Alcuni di questi testi sono reperibili nei diari di Kurt Cobain (editi per l’Italia da Mondadori nel 2019), altri sono completamente inediti specifica la vedova del compianto frontman prima di cantarli.

Come out and play / make up the rules / I know I hope to buy the truth / who will be the king and queen of all the outcasted teens / We’re so lazy and so stupid / blame our parents and the cupids / A deposit, for a bottle / stick it inside no role model… …Come out and play/ Make up the rules/ Have lots of fun, we know we’ll lose / Our little group has always been and always will until the end… …Something I bought and don’t deserve / To know, oh no, a dirty word/ Load up on guns and bring your friends / I know, I know it’s wrong to offend / Take off your clothes / I’ll see you in court… …We merge ahead, this special day/ This day giving amnesty to sacrilege/ A denial, and from strangers/ A revival, and from favors/ Here we are now, we’re so famous/ Here we are now, entertain us… …I’ll take a slide, I’ll be over here/ Sustain a pride from a boring stare/ Just humor them, a relaxing dose/ To have a child is a selfish roast

Per Love questa versione del testo è come entrare in un universo alternativo e specifica che soltanto 2 di quelle strofe sono sopravvissute all’edit finale: quelle appartenenti al primo verso (load up on guns and bring your friends) e quelle del terzo (Our little group has always been and always will until the end).

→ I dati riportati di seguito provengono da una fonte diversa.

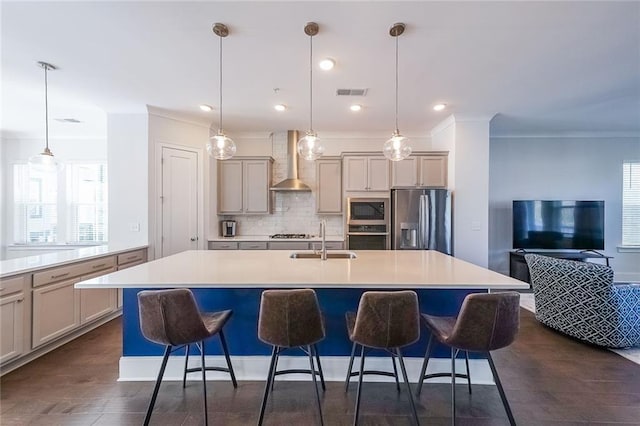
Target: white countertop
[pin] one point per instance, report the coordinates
(275, 269)
(23, 265)
(266, 238)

Nello scambio con il radiofonico anche aneddoti su altri brani scritti da Cobain, a partire da Dumb, la cui stesura, al contrario del sopracitato singolo, ha richiesto soltanto 20 minuti quando la coppia si trovava ad Amsterdam. Ma anche quella volta che regalò al leader dei Nirvana un libro di testi di Leonard Cohen, l’inizio della faida privata con Eddie Vedder dei Pearl Jam che portò al divieto impostole di ascoltare Jeremy durante la gravidanza della figlia Frances Bean Cobain. Ma anche della band preferita di Kurt (i Melvins), della sua dipendenza dall’eroina, del suo rammarico che non sia stato In Bloom il singolo lancio di Nevermind, concetto peraltro già espresso in passato.

Lo scorso febbraio, la Recording Academy ha onorato i Nirvana con uno Special Merit Awards. Negli anni in cui erano in attività, i Nirvana hanno ricevuto sei nomination ai Grammy vincendone soltanto uno postumo per MTV Unplugged nella categoria Best Alternative Music Performance.

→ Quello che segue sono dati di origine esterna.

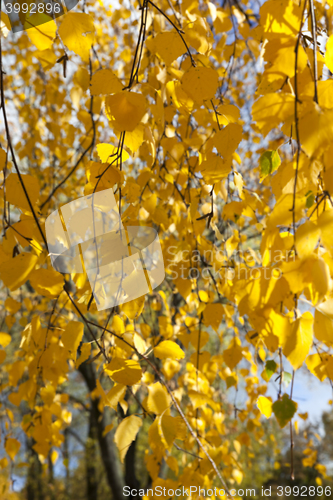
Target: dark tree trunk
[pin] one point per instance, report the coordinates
(109, 458)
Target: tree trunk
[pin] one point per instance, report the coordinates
(91, 473)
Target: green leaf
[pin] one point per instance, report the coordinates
(269, 370)
(284, 410)
(269, 162)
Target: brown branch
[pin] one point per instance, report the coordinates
(180, 32)
(314, 36)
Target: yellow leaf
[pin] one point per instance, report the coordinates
(12, 447)
(284, 410)
(200, 83)
(325, 224)
(227, 140)
(170, 428)
(234, 354)
(126, 433)
(265, 406)
(237, 475)
(134, 139)
(212, 315)
(133, 308)
(14, 191)
(299, 343)
(115, 395)
(105, 82)
(169, 46)
(124, 371)
(168, 349)
(313, 119)
(108, 153)
(84, 355)
(77, 31)
(47, 282)
(229, 114)
(43, 35)
(329, 54)
(158, 399)
(307, 237)
(72, 337)
(272, 109)
(5, 339)
(14, 272)
(214, 168)
(126, 109)
(139, 343)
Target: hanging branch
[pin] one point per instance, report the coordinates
(314, 36)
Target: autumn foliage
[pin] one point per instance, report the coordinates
(213, 123)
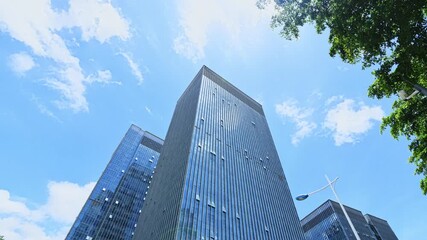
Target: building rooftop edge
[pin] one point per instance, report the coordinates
(204, 67)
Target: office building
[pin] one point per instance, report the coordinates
(113, 207)
(219, 175)
(329, 222)
(381, 228)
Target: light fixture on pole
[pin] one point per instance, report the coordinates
(330, 184)
(418, 89)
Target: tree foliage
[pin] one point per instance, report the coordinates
(388, 35)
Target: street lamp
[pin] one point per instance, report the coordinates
(418, 89)
(330, 184)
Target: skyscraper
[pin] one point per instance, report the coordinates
(380, 227)
(113, 207)
(219, 175)
(328, 222)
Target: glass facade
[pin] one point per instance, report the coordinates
(328, 222)
(219, 175)
(113, 207)
(381, 228)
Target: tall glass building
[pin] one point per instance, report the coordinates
(381, 228)
(113, 207)
(328, 222)
(219, 175)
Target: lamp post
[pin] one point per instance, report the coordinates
(418, 89)
(330, 184)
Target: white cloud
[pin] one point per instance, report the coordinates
(48, 222)
(39, 26)
(148, 110)
(348, 120)
(21, 62)
(66, 194)
(96, 19)
(43, 109)
(134, 67)
(102, 76)
(237, 20)
(289, 110)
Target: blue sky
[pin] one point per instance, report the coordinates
(75, 74)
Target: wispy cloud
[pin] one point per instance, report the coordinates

Riguardo ai Nirvana, su queste pagine potete leggere l’articolo di Antonio Puglia When in Rome… (ovvero quando i Nirvana morirono – e risorsero – nella Capitale) ma anche ripassare le recensioni della discografia. Lo scorso anno il brano Something in the Way è esploso nelle streaming chart grazie al Batman di Matt Reeves, peraltro ispiratosi proprio alla tragica figura di Cobain per la sua versione del Cavaliere Oscuro.

Sempre a proposito di Smells Like Teen Spirit, i Red Hot Chili Peppers ne hanno fatto una live cover nel corso del loro ultimo tour.